4. "I can't" is not a safe word.
Harm avoidance is not a healthy approach to self-care in most situations. I'm not saying anything new here. "Leaning into Discomfort" is a widely accepted coping strategy taught by social workers and counselors. Pretty sure Buddhism says something about pain, too. Something about pain being inevitable, but suffering optional. I'm just saying, I'm building off pre-existing theories here. I'm not riffing off the cuff.
But this is something I learned as a Kinkster.
"Please stop, Sir. I can't..."
"You can't," he repeated. "That doesn't seem to be the case, beauty." He didn't skip a beat. The bamboo cane landed rhythmically across my ass, thighs, and back.
"Please." I struggled to focus. I anticipated every blow. My breath became halted, my muscles tense.
"Princess. We're not stopping. Unless you're saying the safe word?"
He strikes hard across my back. The welt it leaves is already burning. I scream and struggle in my bondage, but with my wrists secured tightly to my ankles and my shoulders in the bed, I'm helpless. There's a pause, and my fear of the next blow is so intense that when he touches me lightly with his fingertips I jump and cry out.
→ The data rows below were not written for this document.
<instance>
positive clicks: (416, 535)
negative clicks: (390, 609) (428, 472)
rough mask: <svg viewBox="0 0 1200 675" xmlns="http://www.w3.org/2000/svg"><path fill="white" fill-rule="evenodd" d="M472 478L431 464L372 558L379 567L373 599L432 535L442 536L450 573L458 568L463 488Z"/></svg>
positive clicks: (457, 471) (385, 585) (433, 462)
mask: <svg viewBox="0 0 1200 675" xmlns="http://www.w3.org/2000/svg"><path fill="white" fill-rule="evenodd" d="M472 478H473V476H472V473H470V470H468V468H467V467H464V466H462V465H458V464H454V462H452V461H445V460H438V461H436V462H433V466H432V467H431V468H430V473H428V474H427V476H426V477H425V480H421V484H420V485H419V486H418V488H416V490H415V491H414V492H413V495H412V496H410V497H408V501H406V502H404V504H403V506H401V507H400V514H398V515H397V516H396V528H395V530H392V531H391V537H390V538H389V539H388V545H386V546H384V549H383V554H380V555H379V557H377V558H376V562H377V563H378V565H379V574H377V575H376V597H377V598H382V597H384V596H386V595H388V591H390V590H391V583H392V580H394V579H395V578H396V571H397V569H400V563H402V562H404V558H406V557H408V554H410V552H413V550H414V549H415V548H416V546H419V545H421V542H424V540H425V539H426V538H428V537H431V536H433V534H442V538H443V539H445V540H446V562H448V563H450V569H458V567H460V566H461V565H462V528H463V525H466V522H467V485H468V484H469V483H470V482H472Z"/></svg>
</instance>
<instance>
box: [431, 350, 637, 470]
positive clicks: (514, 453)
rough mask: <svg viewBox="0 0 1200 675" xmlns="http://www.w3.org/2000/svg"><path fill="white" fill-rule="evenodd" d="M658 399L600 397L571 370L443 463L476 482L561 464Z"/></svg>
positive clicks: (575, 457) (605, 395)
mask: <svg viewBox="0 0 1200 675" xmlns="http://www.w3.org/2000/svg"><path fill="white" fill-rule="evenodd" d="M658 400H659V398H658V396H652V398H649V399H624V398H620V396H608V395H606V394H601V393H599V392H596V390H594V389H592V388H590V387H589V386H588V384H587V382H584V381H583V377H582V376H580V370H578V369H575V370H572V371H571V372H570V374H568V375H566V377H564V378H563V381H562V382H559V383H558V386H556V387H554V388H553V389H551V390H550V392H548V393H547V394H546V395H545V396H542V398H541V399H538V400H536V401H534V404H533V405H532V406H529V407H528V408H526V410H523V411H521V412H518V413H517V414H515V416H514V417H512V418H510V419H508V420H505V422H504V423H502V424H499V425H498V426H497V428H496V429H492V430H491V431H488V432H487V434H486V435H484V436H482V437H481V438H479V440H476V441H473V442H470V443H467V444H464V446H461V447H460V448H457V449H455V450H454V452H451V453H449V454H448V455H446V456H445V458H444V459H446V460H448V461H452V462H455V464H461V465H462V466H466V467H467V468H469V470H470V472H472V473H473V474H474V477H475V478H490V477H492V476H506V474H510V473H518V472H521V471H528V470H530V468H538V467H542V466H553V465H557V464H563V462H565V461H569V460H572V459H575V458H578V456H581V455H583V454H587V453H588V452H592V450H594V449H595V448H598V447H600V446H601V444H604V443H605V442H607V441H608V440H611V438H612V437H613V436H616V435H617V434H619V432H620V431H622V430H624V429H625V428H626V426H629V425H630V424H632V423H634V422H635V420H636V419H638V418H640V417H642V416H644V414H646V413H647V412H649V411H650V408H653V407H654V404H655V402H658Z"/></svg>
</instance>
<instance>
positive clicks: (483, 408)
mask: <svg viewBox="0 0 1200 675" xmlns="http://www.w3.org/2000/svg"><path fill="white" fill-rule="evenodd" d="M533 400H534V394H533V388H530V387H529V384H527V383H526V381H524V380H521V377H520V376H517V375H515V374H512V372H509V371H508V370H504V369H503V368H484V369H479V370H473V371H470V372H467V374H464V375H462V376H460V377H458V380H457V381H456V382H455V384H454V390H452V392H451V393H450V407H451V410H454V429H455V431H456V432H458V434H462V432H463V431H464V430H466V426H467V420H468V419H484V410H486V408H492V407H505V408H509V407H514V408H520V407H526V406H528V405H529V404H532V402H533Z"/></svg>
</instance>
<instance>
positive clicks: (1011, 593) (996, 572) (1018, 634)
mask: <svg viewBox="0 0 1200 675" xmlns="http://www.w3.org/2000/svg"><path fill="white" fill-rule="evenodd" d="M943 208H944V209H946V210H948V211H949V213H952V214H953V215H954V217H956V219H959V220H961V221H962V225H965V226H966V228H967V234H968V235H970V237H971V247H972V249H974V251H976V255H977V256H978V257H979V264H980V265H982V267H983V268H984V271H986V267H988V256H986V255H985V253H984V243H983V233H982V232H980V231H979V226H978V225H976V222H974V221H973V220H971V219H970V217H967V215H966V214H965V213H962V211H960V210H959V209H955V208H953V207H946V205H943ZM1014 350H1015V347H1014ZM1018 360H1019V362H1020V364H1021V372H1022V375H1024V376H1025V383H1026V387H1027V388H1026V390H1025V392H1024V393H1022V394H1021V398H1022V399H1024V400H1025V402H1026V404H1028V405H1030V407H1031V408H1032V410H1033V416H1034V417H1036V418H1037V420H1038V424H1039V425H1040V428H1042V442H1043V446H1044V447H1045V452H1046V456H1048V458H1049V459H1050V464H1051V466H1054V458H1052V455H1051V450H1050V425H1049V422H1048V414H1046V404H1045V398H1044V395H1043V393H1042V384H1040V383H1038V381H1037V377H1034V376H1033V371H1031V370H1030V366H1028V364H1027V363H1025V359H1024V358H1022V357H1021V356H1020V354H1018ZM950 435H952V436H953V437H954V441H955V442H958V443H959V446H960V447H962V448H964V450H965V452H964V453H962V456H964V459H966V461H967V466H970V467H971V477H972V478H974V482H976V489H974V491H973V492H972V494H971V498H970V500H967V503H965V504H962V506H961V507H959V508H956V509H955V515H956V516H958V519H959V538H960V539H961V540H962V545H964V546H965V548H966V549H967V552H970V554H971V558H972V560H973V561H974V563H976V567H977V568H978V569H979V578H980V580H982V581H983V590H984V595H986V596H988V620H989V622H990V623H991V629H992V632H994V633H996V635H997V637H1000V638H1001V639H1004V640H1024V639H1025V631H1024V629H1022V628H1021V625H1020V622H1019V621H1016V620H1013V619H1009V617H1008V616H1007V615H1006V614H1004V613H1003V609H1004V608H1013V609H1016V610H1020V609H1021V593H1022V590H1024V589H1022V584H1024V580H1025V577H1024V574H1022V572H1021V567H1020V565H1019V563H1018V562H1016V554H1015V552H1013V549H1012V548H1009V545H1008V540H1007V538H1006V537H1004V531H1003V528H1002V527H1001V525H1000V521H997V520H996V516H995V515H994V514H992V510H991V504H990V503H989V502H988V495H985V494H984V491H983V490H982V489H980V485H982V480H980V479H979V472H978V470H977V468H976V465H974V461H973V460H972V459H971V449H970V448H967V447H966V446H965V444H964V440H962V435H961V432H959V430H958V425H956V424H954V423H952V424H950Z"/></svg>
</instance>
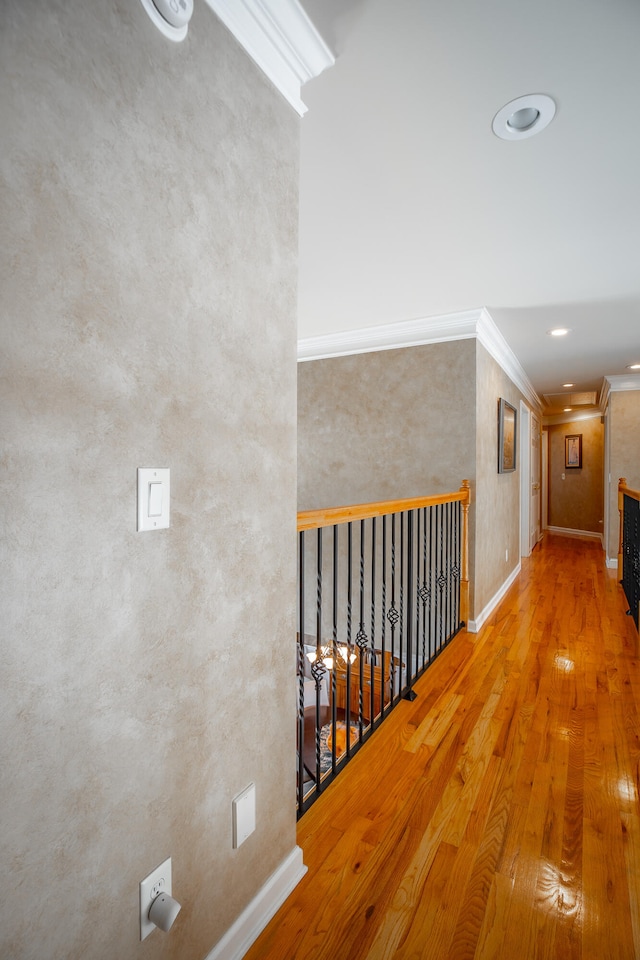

"Relax," he said, pressing his cool hand against my ass. "Breathe." He ran his fingers through my hair, brushing the wild strands from my face, and then taking it into his fist and pressing my cheek against his thigh. "Don't flinch from the cane. There's going to be more than you think you can handle. But you'll endure it. This is your pain."
My breathing slowed. His fist securely entangled in my hair, I focused on relaxing my body and settling into the inevitability of pain. After time, my resilience grew.
The strategies he was teaching me to process physical pain - accepting that pain is enviable, meditative breathing, reinforcing feelings of security, letting go of the stress of the anticipation of pain, relaxing into the blows instead of wasting energy trying to avoid the inevitable - these are all strategies that apply for processing emotional pain. They are parallel to the steps taught in the "Leaning into Discomfort" coping strategy. They build resilience to discomfort, instead of limiting exposure to it.
And it's some pretty zen buddhist shit, too.
The answer is not to shield yourself with a flimsy tagline. The answer is endurance. Sharing intense emotions with other people, like pain, creates empathy. Empathy is the guerilla glue of humanity. We needed to see Pennsatucky dead-eyed and passive. Empathy doesn't just mean we feel sorry for her. It means we are there in that truck with her. Those are our dead eyes looking back at us. We needed to feel our guts wrench with recognition because breath stealing blows like that build the humanity and resilience we need to keep others from drowning.